Bilbao, Spain – July 29, 2024 

BC3 has released a series of groundbreaking studies that provide new insights into the hydrological and climatic dynamics of the Pyrenees. These studies collectively emphasize the critical role of advanced modelling techniques in understanding and mitigating the impacts of climate change on mountain regions. The research, which has been published in the form of three scientific articles, combines scales ranging from the entire mountain region to the watershed level, providing an integrated perspective aimed at addressing the complexities of the Pyrenean region. A wide variety of data and methodologies have been used, including climate simulation products, hydrological modelling, and the application of machine learning techniques.

Mountains play a crucial role in supplying water for consumption, irrigation, and hydroelectric power but are highly vulnerable to climate change. The Pyrenees, a prime example, are experiencing significant changes in land-use practices, notably a shift towards increased forest cover. BC3’s latest research highlights how these changes, alongside climate variability, influence the region’s hydrological cycle.

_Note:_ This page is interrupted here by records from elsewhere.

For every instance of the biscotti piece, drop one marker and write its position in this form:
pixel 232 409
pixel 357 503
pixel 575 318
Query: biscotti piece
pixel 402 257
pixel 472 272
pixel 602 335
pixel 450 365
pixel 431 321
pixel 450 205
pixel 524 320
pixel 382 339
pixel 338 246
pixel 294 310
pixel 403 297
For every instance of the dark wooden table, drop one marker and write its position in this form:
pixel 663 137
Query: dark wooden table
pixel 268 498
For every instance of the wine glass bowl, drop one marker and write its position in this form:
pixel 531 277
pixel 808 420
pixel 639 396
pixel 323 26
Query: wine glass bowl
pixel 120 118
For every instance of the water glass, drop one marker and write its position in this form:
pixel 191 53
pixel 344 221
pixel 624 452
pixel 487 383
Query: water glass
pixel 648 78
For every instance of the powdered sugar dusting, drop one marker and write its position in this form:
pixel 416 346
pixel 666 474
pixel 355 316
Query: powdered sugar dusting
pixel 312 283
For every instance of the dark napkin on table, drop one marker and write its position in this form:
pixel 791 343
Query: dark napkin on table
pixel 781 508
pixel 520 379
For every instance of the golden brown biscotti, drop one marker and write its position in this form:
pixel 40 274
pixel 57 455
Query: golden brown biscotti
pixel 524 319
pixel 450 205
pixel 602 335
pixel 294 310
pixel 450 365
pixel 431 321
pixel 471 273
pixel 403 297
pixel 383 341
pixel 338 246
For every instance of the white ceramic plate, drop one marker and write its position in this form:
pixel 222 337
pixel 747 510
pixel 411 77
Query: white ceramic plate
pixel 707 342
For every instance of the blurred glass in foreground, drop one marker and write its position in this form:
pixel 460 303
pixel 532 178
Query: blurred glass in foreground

Using the SWAT model, one study analyzed the hydrological impacts of land-use change and climate variability, revealing that these factors account for nearly equal parts of the observed decline in streamflow. Land-use changes contribute to 41.1% of this decline, with significant increases in flood frequency and magnitude due to climate variability. The SWAT model demonstrated a good performance, with R2 values of 0.75 and 0.55 for the validation period, indicating its effectiveness in capturing the hydrological dynamics of the Anduña River Basin. 

Significantly, the study observed a significant positive trend in maximum and minimum temperatures during the summer months and identified a transformation in land use from pastures to forests. The findings underscore the importance of reforestation in mitigating some adverse effects and highlight the combined impact of climate variability and land-use changes on the region’s water regime.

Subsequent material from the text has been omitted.